You know, it's really exciting to have approved treatments. And with the clinical trials we've actually learned a lot about patients and who may be more or less apt to respond to therapy. So we've learned, particularly from the baricitinib clinical trials, that patients who have more longstanding disease, so in alopecia areata, just to step back for a minute, there are kind of a couple of lengths of time that we think about in terms of their disease. So one length of time is how long it's been since they got their first patch. But as we know, in many patients, alopecia areata kind of waxes and wanes. And so what we actually care more about is how long it has been since they've had any meaningful scalp hair. So for those very severe patients, we call that the duration of their current episode. So how long has it been, you know, how long have they really not had any hair or almost no hair?

And why we care about that is that we're learning actually that that length of time does influence treatment response. So from baricitinib data, that number looks to be around four years of sort of a cutoff, where after four years of complete or near-complete loss, patients' chance of responding really starts to decrease. The ritlecitinib data, that numbers looks around three and a half years, so we're kind of in that same ballpark. So this is actually really, really important when thinking about treating patients. It's an argument for getting patients on treatment early. You know, there are some patients who say, "Oh, well, you know, maybe I'll wait and see. These drugs are newer," but we know that some patients, you know, they may actually lose their window of opportunity if we don't treat them, you know, early. And this is not to say that patients who have a duration of their current episode longer than four years don't respond, it's just that their chance really does start to decrease over time. So that duration of current episode is really important. And then another thing that's very important is severity of disease.

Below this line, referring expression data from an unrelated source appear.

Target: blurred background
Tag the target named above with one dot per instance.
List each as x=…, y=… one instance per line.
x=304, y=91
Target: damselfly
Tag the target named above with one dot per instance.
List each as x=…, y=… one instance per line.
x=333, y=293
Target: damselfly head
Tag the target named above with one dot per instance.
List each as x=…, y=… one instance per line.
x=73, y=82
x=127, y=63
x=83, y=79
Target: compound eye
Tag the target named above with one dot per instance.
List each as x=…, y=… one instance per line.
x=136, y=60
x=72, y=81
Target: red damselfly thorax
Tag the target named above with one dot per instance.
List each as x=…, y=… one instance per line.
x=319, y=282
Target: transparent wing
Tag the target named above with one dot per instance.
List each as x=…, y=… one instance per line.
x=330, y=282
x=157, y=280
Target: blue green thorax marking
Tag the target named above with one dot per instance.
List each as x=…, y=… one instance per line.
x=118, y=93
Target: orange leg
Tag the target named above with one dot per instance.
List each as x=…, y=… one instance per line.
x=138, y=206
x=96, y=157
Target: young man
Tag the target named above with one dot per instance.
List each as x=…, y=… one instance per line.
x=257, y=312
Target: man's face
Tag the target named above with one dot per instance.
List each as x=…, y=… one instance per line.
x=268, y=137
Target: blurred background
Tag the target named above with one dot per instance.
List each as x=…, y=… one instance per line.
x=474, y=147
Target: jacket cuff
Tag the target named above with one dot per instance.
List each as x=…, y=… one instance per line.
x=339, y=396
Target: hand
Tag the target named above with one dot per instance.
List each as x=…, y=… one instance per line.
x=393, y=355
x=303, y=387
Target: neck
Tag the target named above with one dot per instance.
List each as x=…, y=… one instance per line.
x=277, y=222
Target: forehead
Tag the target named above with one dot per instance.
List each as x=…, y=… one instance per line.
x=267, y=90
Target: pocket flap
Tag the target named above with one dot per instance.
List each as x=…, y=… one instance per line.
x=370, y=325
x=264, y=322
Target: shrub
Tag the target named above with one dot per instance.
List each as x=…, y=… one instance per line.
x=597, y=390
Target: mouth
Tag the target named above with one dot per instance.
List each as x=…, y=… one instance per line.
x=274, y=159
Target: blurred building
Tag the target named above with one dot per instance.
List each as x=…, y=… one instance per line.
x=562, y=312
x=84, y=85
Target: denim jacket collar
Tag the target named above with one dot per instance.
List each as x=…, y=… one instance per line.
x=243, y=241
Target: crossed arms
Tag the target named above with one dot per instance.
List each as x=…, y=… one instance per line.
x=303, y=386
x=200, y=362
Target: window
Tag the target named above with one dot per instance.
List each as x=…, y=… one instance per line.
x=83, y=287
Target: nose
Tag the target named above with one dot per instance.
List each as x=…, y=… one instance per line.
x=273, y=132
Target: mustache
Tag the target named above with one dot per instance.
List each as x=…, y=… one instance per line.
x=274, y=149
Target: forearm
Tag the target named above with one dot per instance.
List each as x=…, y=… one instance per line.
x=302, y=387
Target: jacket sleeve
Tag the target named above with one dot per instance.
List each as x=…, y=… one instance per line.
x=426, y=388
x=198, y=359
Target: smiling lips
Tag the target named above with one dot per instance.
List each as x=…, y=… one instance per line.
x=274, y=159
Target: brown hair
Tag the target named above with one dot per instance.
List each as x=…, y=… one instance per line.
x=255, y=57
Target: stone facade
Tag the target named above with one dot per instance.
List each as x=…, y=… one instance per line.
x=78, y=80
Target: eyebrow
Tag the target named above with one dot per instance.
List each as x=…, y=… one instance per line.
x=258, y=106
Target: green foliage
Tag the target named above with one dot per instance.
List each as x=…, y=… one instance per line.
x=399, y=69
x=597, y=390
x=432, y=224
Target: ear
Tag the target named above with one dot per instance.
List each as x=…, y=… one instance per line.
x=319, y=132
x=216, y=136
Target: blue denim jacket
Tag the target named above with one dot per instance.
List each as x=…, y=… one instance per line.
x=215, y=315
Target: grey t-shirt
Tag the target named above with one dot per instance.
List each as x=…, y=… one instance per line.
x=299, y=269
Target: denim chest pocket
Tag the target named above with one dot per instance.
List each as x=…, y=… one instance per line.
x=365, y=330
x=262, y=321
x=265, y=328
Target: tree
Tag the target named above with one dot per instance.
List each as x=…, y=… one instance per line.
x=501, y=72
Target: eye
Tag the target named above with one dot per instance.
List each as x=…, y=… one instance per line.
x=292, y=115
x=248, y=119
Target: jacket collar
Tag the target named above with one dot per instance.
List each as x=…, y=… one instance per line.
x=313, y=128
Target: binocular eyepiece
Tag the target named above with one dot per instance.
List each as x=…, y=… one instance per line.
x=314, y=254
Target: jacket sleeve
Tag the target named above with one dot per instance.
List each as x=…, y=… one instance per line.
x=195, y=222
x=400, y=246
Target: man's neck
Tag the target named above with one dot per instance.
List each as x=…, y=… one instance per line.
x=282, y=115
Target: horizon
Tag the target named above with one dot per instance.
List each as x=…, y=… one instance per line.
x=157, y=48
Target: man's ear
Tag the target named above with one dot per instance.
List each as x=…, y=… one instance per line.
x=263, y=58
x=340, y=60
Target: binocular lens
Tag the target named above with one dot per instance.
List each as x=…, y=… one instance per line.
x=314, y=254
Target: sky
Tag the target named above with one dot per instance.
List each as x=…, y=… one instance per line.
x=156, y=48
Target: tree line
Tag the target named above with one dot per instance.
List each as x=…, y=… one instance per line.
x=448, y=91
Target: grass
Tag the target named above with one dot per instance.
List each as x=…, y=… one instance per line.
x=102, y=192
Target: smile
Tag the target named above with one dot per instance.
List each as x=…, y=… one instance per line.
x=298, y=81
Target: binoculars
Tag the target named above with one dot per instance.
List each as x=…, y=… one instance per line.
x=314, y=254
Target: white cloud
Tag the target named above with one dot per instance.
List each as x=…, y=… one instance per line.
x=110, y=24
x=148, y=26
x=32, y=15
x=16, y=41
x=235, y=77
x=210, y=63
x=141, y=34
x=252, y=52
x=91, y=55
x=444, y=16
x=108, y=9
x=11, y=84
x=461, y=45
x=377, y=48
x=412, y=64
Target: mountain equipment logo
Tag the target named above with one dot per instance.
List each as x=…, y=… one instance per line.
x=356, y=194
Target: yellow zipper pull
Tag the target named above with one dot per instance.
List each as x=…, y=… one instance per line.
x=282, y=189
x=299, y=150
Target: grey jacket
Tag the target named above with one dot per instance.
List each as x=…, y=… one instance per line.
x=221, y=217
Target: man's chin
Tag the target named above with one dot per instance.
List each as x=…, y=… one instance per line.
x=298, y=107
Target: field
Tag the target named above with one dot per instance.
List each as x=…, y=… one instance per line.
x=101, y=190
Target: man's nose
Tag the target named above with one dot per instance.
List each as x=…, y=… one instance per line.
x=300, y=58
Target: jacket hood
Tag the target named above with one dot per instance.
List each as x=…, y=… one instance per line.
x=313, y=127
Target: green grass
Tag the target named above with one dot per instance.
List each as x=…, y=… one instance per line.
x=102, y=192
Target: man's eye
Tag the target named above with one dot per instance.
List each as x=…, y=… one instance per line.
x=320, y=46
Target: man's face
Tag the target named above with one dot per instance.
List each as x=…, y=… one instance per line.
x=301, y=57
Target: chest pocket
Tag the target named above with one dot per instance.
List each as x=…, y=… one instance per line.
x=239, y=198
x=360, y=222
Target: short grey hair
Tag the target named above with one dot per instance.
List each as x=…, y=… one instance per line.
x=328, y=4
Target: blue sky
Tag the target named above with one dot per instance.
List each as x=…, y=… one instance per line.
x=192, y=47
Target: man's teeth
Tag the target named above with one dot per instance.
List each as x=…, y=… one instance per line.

So, you know, when we look at patients with alopecia areata in the clinical trials, all of them had to have at least 50% hair loss. But when you break those groups down into patients who have 50 to 94% hair loss versus 95 to 100% hair loss, we actually see a pretty big difference in the number of patients who respond to treatment. And so the patients with the severe disease, 50 to 94% versus very severe, 95 to 100% loss, they actually respond quite a bit better than the patients who have very severe loss. So again, this is another argument to think about treating earlier rather than later. Intervening when the disease, you know, is happening, but it's not gotten so severe that the patient's gonna have a harder time regrowing. So those are two, you know, really important takeaways that we've learned from clinical trials. And then for sure, also in medications where there are dose, you know, choices. For example, baricitinib, there's a two milligramme and four milligramme dose. This is kind of intuitive, but the four milligramme dose tends to work quite a bit better. So patients, especially with severe disease, really should be started on the four milligrammes to have the best chance of responding.